The current state of videoconferencing provides a very strong example of this divergence.
While videoconferencing has been steadily increasing in the corporate world, it hasn’t really taken off. Each year, we see new predictions that this next year videoconferencing will be unavoidable.
The obstacles to widespread adoption of videoconferencing in the past included:
- Cost – which has decreased dramatically over the last few years
- Quality — the need for high broadband, low latency on both sides of the conversation, which gets better as bandwidth has generally increased
- Sunk costs that make people wary of investing more money — one estimate is that more than half of businesses have outdated hardware
- And, as always, human resistance or impediments to change of any kind.

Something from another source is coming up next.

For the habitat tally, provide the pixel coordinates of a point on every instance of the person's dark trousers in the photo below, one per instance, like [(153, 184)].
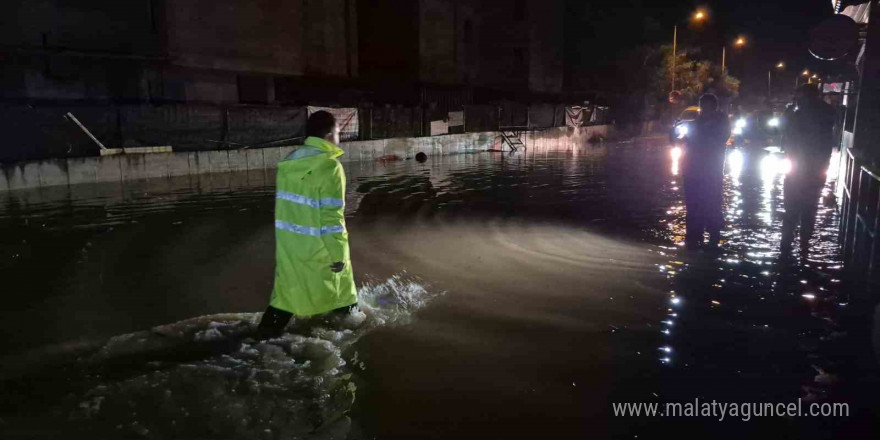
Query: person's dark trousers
[(275, 320), (713, 214), (801, 194), (703, 211)]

- In recent years, consumers have tended to adopt new technologies faster than big corporations do. But reliable data about usage of consumer video, like Skype Video or Apple FaceTime, is not readily available.
Nevertheless, the technology is moving forward with some interesting results.
Two weeks ago, Skype celebrated ten years of video calls by offering group mobile video conferencing.
Using through-the-screen-camera and a holographic illusion, DVETelepresence has worked to make videoconferences appear more natural to participants. This picture is one of my favorites. You’ll notice that to enhance the illusion they even embed the office plant on both sides of the screen, as if it really is to the side of the people who are remote.
Last week, 4Dpresence, a spinoff of DVETelepresence, announced the availability of their “holographic town hall” for political candidates and issues. Taking a page from India’s Prime Minister, who used videoconferences to appear all over that country during their last election, this company is offering to host candidates who can appear as if they are live holograms and interact with audiences. The company claims:
“In live venues, the patented holographic augmented reality podium is so bright the candidates appear more compelling than actually being there in person. The candidates and citizens engage each other naturally as if they are together in person.”
You can see a video on their website.
Personify offers what they call “Video Conversation, With a Hint of Teleportation”. The idea is to eliminate the background that an Intel RealSense 3D camera or a Primesense Carmine 3D cameravideo camera is picking up so that you and the people you’re talking to all seem to share the same virtual space.
Another version of teleportation for videoconferencing was featured a few months ago in a Wall St. Journal article titled “The Future of Remote Work Feels Like Teleportation: Virtual-reality headsets, 3-D cameras help make videoconferencing immersive.” As its author wrote:
“I have experienced the future of remote work, and it feels a lot like teleportation. Whether I was in a conference room studded with monitors, on a video-chat system that leverages 3-D cameras, or strapped into a virtual-reality headset inhabiting the body of a robot, I kept having the same feeling over and over again: I was there — where collaboration needed to happen.”
The article focused especially on the use of virtual reality gear to achieve this effect. There is DORA from the University of Pennsylvania, in which a person uses the VR headset to see through the eyes of a mobile robot.
This month’s MIT Technology Review also highlighted the use of Microsoft’s Room Alive in an article titled “Can Augmented Reality Make Remote Communication Feel More Intimate? A Microsoft Research study uses augmented reality to project a life-size person into a room with you, perching them in an empty seat.”
Eventually, as the technology gets ever more interesting and intimate, some fraction of the laggards may finally adopt the new technology. Although as Max Planck noted about scientific progress, the adoption pattern may just be generational: “A new scientific truth does not triumph by convincing its opponents and making them see the light, but rather because its opponents eventually die, and a new generation grows up that is familiar with it.”
So it’s interesting that “47% of US teens use video chat including Skype, Oovoo, Facetime and Omegle.”
In the meantime, the early adopters are getting all the economic and intellectual benefits that can only occur with the full communication that videoconferencing provides and texting/emails don’t. These people are literally seeing the real potential of global Internet communications and will likely reap the economic gains from realizing that potential.